Might be just about anything, but I can’t imagine what would be missing at this point. They’ve about exhausted unlikely paths to victory.

They’ll think of something, surely.

When the Tigers’ Tommy White, fighting a mini-slump, hammered a towering two-run homer in the 11th inning to break a scoreless Thursday, you saw one of the great clutch Omaha hits in the Tigers’ long history.

Also, it one of the best games Omaha has ever witnessed — as long as you’re not overly enamored with runs, hits and errors, that sort foolishness.

For pitching, though, you were covered many times over.

At some point, you figured the NCAA might throw up its arms and summon pitchers Paul Skenes and Rhett Lowder for a face-to-face at home plate.

It was the matchup they wanted. But it almost backfired.

The College Pitching Duel of the Century was everything it came advertised as. And more … inning after inning.

But the CWS needed an opponent for Florida in the championship round by Saturday and time was starting to run out.

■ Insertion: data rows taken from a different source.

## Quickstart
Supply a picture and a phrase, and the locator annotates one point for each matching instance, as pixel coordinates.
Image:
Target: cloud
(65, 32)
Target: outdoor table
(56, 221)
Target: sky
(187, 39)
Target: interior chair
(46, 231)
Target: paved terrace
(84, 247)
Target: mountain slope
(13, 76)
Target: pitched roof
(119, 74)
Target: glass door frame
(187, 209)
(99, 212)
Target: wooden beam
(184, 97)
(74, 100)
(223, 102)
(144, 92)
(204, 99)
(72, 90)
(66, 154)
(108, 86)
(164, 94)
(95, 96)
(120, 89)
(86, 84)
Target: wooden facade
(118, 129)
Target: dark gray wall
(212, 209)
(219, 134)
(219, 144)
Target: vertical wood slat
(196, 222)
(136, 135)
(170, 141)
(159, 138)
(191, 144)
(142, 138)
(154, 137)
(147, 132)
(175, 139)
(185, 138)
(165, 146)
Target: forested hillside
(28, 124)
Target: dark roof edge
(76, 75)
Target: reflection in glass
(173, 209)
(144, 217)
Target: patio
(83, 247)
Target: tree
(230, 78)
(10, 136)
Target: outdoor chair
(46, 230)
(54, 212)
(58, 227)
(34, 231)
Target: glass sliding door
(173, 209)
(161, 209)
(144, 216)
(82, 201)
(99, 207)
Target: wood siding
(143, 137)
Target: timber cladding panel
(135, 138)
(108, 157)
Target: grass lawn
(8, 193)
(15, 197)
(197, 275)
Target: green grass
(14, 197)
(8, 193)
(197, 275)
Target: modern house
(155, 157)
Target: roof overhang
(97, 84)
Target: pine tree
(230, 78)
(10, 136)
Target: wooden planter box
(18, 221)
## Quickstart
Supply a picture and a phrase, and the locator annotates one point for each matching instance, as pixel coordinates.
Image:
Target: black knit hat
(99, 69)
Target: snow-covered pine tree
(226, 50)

Just flip a coin to decide it.

All Skenes and Lowder were doing was stacking K’s on top of zeroes inning and after inning after inning.

And there were plenty more arms where they came from, with restaurant-quality relief and museum-worthy defense on both sides of the park.

Yes, looking at you, Tré Morgan, and that improvised shuffle pass that kept Wake Forest off the board despite what looked pretty much like a perfect safety squeeze.

Fundamental baseball may not be everybody’s rosin bag, and it might have been monotonous if you didn’t remind yourself that this was two of the most dangerous offenses in the country.

Give the steady stream of pitchers a strike zone as big as all Texas to work with and it appeared the only way anybody might score was for the dreaded left-field sun to get involved.

There were some formalities to get out of the way.

Skenes needed two innings to get the three K’s he needed for break Ben McDonald’s LSU and SEC single-season record 202 strikeouts.

Lowder claimed the ACC record a couple of innings later.

Nobody seemed interested in scoring. Or capable of it until the player they call “Tommy Tanks” bombed the first — and only — pitch that Demon Deacons reliever Camden Minacci threw well into the left-field bleachers.

True, Florida had to love watching both teams use so much arm power with the Gators waiting with an extra day off.

LSU-Florida starts Saturday, an all-SEC rematch of the 2017 national championship series that the Gators won in straight sets.

No, the two conference mates haven’t met yet this season.

But that’s not all that was familiar from five years ago.

LSU took the hard way into the championship.

Back then Oregon State, like Wake Forest this time, was the No. 1 seed in the whole tournament and the Tigers also had to beat them in consecutive games.

They’ll likely have to come up with something unorthodox to claim a seventh national championship.

But they seem to be making a habit of it.